Sep 4, 2012Breaking Newzzz

There’ a theory for everything.

NOTE: Today’s article in Women’s Wear Daily by Rachel Strugatz called Social Media Issue: Does It Drive Sales is something that I take issue with.

Social Media Climbers Make Us Anti-Social Media

The Big Bang Theory suggests that the universe was once this big, jagunza, hot blob of gas that exploded, breaking off into smaller blobs forming our galaxies, planets and the friggen dawn of time. Clearly, I am not a scientist so if you don’t believe me then rent Terrence Malick’s The Tree of Life for a way too-long lesson on the Big Bang starring Brad Pitt and Jessica Chastain. Today, however, I would like to draw a comparison from the Big Bang of the world to the Big Bang of the Blogosphere, that other mass of hot air. The blogosphere has exploded and formed drillions of smaller blogs that, like real planets, are made up of hot air and gas. These newly formed mini-worlds comprise what we now call the “social media landscape” and there seems to be no end in site to the ever expanding universe of talking/writing/video heads. This exciting, new landscape compels us to visit many of these new places and we have become immersed in a world that theoretically does not exist.
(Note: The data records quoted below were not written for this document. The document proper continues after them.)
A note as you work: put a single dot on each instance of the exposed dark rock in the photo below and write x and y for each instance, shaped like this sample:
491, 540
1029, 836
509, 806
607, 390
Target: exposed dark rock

We are like astronauts getting beamed up (Scottie) from site to site at the click of a button as opposed to Dorothy’s method of space travel–clicking her heels–which has become obsolete. We get exposed to all sorts of ideas, products, scary opinions, flash sales and mysterious monsters that spew venom a.k.a. bloviators. (NOTE: Since I am one of those blogs that welcomes you lovely astronauts to read my I Mean What, I am guilty as charged.) Many of these sites now have sponsors or worse, e-commerce components and are desperately trying to sell you something… anything. More often they require us to sign up and reveal our personal information that gets sold off to other sites. Before you know it, we are hurling out of space and have not even left our desks. The social media landscape has become overpopulated with social media climbers desperate to get an ROI (Return On Investment), perhaps the scariest new term on Earth. We are bombarded with an overabundance of blatant marketing speak and some of these sites need to polish up their social media graces.
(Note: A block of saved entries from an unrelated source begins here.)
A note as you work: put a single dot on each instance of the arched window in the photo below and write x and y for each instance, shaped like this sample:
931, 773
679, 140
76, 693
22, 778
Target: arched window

What started out as pure innocent fun–rating chicks on college campuses–has mushroom-clouded into a serious business or more accurately, a massive, mishmash of mass-marketing mush. Sprinkle that with a plethora of celebrities spewing pearls of their newly acquired wisdom leaving us with a mosh-pit of “visual white noise”. Our in-boxes are stuffed with promotional opportunities, must-haves, pictures of C-List celebrities wearing Designer X on a red carpet, and news flashes that feature nothing new. We are just now beginning to see the backlash to this forced fed frenzy of fotz. As Facebook and Twitter morph into one long ad roll, few can be trusted to speak the truth since every blog is cautiously and optimistically romancing potential advertisers. Either that, or we have brands desperately trying to get you to “LIKE” them in the hopes you will “click here” to purchase a twin set. Seriously, what’s more annoying than the rash of sneaker spammers on Facebook or those random unknown nudniks who beg you LIKE them, as would a “virtual Sally Field”.

Remember when the internet created a much-needed sense of community and we became a valued Unique Visitor? Now we have been reduced to a statistic that is valued only whether or not we shop. Surely we are no longer unique. All this activity is spiraling to the point where some of us are distrustful and uncomfortable with the blogosphere. This has created a new psychosis that psychiatrists might call anti-social media behavior. There’s a group of tech geeks and savvy marketers who are busy trying to create alternative universes–free of advertisers–for people like us who love socializing vis-à-vis social media but don’t want to be identified by their recent purchase of an “It” bag. (“People who like this also like that”, you know the drill.) Perhaps one day such a place will exist, a place where you are no longer just a number with a capacity to purchase an item, any item. There are websites like App.net, Airtime and Slang Who, all in Beta Testing, that want to capture this new breed of anti-social media behaviorists and take us to the virtual Promised Land.